Le développement bazar

Le texte ci-dessous n’est pas encore finalisé. Il rassemble les idées essentielles glanées au fil de mes lectures autour du thème du développement coopératif et principalement du texte très intéressant et devenu une référence de La Cathédrale et le Bazar de Eric S. Raymond.

Développement cathédrale et développement bazar

Dans son article la cathédrale et le bazar, Eric Raymond relate comment il a appliqué les principes du développement bazar qu’a utilisé Linus Torvald pour faire de Linux un système opératoire de classe internationale qui concurrence directement le système opératoire Windows de Microsoft.

Le développement bazar

Imaginez un problème que vous rencontrez régulièrement. Vous cherchez une solution et chaque fois que le problème se représente vous améliorer la solution. il se peut que ce problème ne vous soit pas propre. De nombreuses personnes doivent dans leur coin chercher une solution pour résoudre un problème similaire.
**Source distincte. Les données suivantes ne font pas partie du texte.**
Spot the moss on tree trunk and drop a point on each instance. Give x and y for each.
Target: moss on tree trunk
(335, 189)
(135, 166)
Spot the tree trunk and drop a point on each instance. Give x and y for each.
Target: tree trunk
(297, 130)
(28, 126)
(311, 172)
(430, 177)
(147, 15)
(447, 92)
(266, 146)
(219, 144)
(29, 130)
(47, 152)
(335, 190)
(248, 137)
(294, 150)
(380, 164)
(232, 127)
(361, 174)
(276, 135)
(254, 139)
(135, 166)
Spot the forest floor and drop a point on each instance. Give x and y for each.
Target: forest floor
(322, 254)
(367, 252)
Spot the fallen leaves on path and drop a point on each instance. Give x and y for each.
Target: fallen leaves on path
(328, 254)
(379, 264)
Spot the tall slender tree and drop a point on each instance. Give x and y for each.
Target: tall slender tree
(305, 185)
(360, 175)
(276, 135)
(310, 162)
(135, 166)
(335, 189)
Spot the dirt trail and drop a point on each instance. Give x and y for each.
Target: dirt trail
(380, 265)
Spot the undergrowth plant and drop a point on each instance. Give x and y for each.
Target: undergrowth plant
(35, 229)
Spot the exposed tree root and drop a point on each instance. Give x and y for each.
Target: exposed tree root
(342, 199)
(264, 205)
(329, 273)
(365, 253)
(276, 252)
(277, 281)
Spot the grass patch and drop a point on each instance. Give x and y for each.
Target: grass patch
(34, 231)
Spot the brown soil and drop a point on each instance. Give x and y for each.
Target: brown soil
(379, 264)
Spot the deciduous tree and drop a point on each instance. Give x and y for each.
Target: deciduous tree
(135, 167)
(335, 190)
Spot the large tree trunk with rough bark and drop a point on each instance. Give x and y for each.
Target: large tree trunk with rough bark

Imaginez qu’au lieu de développer seul cette solution vous cherchiez si « dans le monde », il n’existe pas une solution acceptable permettant de résoudre un problème sensiblement équivalent. Vous vous saisissez de cette solution et vous l’améliorez. Voilà déjà du temps de gagné.

Imaginons maintenant qu’au lieu de l’adapter seul votre type de problème vous annonciez « au monde » votre intention de développer un modèle, une technique permettant de solutionner des problèmes du type de celui que vous rencontrez. Et de proposer d’entrée de jeu le modèle que vous avez repris et amélioré.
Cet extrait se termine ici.